La Agencia de Obras Pública de la Junta admite que el retraso es amplio y anuncia que "en menos de dos semanas" estarán las rampas y peldaños definitivos con una pendiente más suave. Los elementos mecánicos para subir a la estación -con un software integrado y controlado por el Metro- no funcionarán hasta final de agosto o inicios de septiembre de este año, cuando debe acabar toda la obra.
A paso ligero se tardan no menos de tres minutos en alcanzar la entrada de la estación. Isabel y Fernando de 55 y 56 años, él operado de la pierna por un accidente laboral y ambos vecinos de la calle contigua Huerta del Canario, explicaron ayer al pie de la estación que cuando llegan arriba están "asfixiados" y si aprieta el calor se hace insoportable. Se quejan también del miedo que les da subir esta cuesta cuando cae la noche, ya que hay poca luz y la parada está rodeada de jaramagos y solares por construir.
Esta obra de nunca acabar ha dado la puntilla a los vecinos, muy críticos. "Llevo 30 años viviendo aquí y esto sigue igual. Nos hemos comido la mierda de los caballos durante 13 años cuando estaban las cuadras en las antiguas cocheras del Metro, luego el cementerio de coches lleno de ratas y de culebras, y ahora, con el Metro, otro montón de años comiendo mierda", relata Isabel llena de ira. Socia de la asociación Entre Lindes cuyo líder se ha vinculado a Zoido, esta vecina denuncia que los tres candidatos (PSOE, PP e IU) a las pasadas elecciones supieron los problemas con la estación del Metro y prometieron arreglarlo si ganaban el sillón de alcalde.
Los vecinos -de La Música, Las Águilas y Los Prunos- piden vigilancia policial por la escasez de limpieza en los alrededores de la estación en obras, lo que genera inseguridad. Hay robos constantes de hierros por parte de personas ajenas que entran a diario en la obra, confirman los empleados. El otro día se llevaron 80 euros y un móvil de las casetas de obras.

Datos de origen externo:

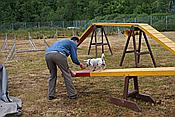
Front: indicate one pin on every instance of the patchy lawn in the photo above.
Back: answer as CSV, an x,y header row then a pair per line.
x,y
28,80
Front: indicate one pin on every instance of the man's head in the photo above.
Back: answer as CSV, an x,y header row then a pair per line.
x,y
76,39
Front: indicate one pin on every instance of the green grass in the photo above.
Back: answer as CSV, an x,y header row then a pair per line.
x,y
28,80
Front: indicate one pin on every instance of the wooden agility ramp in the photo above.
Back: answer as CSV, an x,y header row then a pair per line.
x,y
132,73
129,74
149,30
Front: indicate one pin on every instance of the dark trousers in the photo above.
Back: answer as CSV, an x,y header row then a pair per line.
x,y
53,60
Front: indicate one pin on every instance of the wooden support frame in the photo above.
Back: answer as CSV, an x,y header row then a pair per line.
x,y
137,50
134,93
102,44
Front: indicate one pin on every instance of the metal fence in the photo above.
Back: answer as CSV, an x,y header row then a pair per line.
x,y
161,23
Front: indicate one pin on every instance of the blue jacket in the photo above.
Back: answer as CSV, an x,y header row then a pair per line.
x,y
67,47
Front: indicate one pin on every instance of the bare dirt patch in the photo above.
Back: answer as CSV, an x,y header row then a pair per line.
x,y
28,80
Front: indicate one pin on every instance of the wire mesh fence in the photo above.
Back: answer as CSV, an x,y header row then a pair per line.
x,y
161,23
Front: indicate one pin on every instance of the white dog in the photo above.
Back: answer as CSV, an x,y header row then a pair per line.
x,y
96,63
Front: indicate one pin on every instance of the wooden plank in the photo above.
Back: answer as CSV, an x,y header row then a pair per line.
x,y
159,71
85,34
115,24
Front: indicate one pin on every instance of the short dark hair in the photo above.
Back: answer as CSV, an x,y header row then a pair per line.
x,y
75,39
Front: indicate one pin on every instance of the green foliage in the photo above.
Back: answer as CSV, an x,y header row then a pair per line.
x,y
57,10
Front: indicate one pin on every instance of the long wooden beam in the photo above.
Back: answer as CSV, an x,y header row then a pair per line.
x,y
158,71
149,30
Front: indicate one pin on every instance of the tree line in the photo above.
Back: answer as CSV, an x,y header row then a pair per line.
x,y
68,10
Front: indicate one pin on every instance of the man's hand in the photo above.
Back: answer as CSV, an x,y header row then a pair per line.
x,y
82,66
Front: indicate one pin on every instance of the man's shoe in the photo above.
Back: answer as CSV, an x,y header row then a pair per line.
x,y
73,97
51,97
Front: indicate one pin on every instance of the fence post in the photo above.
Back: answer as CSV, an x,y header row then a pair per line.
x,y
135,19
12,26
38,24
166,20
63,24
151,20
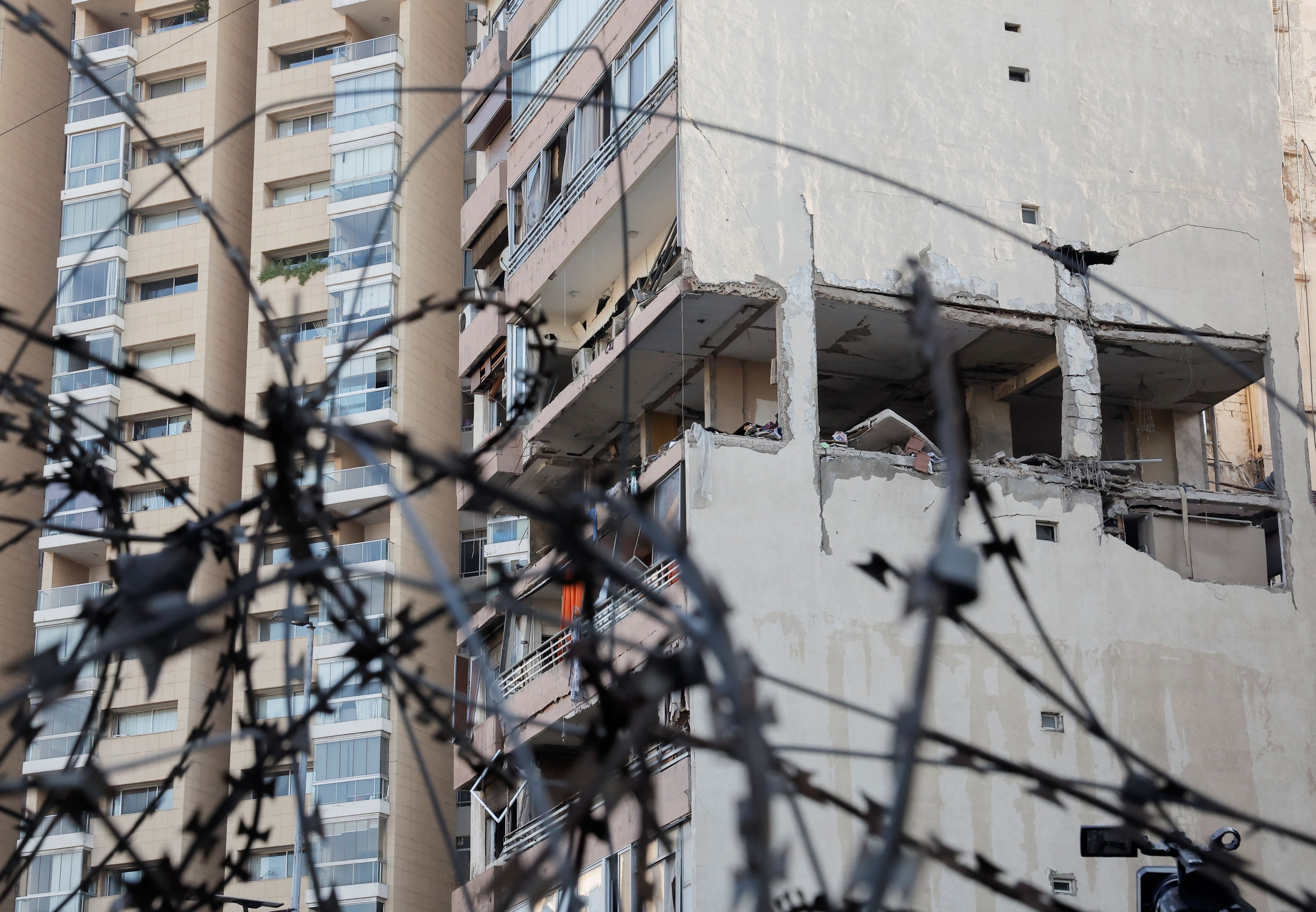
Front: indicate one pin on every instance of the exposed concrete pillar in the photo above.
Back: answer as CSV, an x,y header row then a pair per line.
x,y
1081,403
989,424
1190,449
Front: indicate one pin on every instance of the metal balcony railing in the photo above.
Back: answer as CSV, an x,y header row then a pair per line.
x,y
361,477
103,41
362,49
69,597
555,649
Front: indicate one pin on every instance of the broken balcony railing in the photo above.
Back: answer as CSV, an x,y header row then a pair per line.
x,y
555,649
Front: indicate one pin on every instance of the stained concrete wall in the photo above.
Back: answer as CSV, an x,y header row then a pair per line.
x,y
1147,131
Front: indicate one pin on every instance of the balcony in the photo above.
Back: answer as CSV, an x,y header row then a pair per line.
x,y
356,190
361,258
97,44
70,597
102,107
362,51
98,240
555,651
102,307
357,120
352,490
85,380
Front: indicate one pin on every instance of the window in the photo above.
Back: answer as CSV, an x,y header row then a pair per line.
x,y
549,44
160,222
364,172
366,101
352,770
177,22
270,866
360,312
90,424
180,152
298,126
147,722
115,881
473,553
365,385
87,101
61,728
176,86
276,706
97,157
361,240
302,331
164,427
94,224
140,502
651,54
333,624
349,852
90,291
170,355
307,57
136,801
54,876
302,193
353,697
77,370
180,285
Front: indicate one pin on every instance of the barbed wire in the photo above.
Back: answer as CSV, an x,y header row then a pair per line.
x,y
157,612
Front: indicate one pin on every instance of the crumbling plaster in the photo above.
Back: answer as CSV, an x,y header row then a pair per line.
x,y
1145,129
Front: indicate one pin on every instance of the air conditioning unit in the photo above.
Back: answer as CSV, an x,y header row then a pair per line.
x,y
581,361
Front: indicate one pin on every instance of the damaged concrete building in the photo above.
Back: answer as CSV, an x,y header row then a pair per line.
x,y
736,339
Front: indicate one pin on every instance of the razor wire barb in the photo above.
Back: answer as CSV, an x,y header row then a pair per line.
x,y
157,610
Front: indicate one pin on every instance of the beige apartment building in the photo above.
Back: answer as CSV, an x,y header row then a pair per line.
x,y
760,294
310,187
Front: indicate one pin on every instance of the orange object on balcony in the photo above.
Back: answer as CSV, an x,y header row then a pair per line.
x,y
573,599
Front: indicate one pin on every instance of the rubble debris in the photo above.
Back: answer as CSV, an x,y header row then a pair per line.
x,y
884,431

El depósito de la bomba de riego del futuro parque está sirviendo de infravivienda a la familia de una mujer embarazada, que se coló aprovechando que no tenía cerramiento. Los servicios sociales de emergencia acudieron ayer a inspeccionar la zona y está previsto que desalojen a la familia el martes a las 9:00 de la mañana. El desalojo permitirá al ferretero acabar el cerramiento del depósito. Los vecinos se habían alarmado al ver que este local servía de alojamiento y podía haber algún incidente.
Las personas mayores y las que van con carros no dejan de quejarse a los responsables del Metro de la rampa insoportable. Pero la obra depende de la Agencia de Obra Pública de la Junta de Andalucía, que aporta los más de 5 millones de euros que cuesta convertir esta zona en un parque elevado con acceso desde todos los barrios que la rodean.

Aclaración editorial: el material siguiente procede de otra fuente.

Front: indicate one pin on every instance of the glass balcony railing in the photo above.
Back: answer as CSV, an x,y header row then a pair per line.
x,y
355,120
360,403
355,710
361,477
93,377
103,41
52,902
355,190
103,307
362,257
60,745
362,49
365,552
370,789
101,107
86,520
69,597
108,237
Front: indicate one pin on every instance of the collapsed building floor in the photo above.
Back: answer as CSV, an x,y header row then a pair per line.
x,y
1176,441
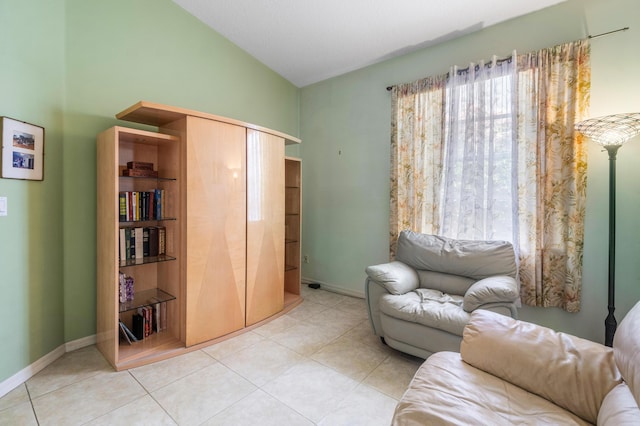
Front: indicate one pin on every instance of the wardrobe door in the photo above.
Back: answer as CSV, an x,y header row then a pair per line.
x,y
265,225
216,229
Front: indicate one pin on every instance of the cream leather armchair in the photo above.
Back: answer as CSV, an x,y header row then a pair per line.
x,y
421,302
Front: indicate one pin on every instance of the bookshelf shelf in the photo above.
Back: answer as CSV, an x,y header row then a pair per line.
x,y
145,298
161,219
148,178
146,260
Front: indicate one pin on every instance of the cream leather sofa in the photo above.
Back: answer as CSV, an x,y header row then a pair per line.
x,y
420,303
511,372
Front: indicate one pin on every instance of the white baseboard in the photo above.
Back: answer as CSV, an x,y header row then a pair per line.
x,y
334,288
80,343
31,370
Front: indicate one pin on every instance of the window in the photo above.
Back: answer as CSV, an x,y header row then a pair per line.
x,y
490,152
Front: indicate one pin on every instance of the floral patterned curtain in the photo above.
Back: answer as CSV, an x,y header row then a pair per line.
x,y
552,93
416,156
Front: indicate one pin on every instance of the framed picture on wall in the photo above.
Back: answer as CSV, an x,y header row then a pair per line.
x,y
22,150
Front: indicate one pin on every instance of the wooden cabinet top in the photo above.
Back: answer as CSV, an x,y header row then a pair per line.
x,y
160,115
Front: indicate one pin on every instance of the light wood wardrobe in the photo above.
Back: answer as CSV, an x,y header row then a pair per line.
x,y
227,196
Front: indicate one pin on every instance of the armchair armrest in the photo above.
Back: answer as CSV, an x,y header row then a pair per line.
x,y
396,277
496,289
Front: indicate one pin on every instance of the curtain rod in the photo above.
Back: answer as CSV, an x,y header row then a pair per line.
x,y
609,32
390,88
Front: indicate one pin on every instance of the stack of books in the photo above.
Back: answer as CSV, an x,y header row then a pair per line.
x,y
140,242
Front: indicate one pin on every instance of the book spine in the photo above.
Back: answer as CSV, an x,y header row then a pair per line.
x,y
132,243
129,207
122,199
145,242
162,240
153,241
123,244
128,332
139,244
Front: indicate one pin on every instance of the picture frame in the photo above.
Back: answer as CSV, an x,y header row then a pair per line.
x,y
22,155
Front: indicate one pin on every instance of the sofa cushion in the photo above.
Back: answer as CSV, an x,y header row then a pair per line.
x,y
473,259
574,373
396,277
498,289
435,310
447,391
619,408
446,283
626,349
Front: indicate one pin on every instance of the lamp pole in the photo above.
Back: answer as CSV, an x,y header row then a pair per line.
x,y
610,322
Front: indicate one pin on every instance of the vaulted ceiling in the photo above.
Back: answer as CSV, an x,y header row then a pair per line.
x,y
307,41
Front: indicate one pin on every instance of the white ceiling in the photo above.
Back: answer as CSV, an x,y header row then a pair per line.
x,y
307,41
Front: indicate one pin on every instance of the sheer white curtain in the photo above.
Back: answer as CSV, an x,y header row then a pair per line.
x,y
479,186
490,152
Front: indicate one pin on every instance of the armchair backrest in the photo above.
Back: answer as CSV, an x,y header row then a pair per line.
x,y
626,350
441,257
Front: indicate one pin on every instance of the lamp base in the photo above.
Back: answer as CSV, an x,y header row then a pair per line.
x,y
610,325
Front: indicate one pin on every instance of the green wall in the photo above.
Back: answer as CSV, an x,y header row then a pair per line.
x,y
345,131
70,66
144,50
31,278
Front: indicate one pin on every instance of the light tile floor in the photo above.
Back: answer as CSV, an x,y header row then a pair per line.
x,y
319,364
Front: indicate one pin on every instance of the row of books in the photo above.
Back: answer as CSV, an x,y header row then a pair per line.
x,y
139,242
146,321
125,288
142,205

La obra exterior de esta estación lleva un retraso de dos años debido a las mejoras añadidas al proyecto (ascensores y escaleras mecánicas) y a la crisis económica que hizo caer a la primera constructora (Rafael Morales) en concurso de acreedores. Heliopol retomó los trabajos, pero avanza lentamente, con 15 a 20 empleados a diario. Los trabajos comenzaron a principios de 2009 con 14 meses de plazo interminables. Los vecinos se merecen ascensores con urgencia.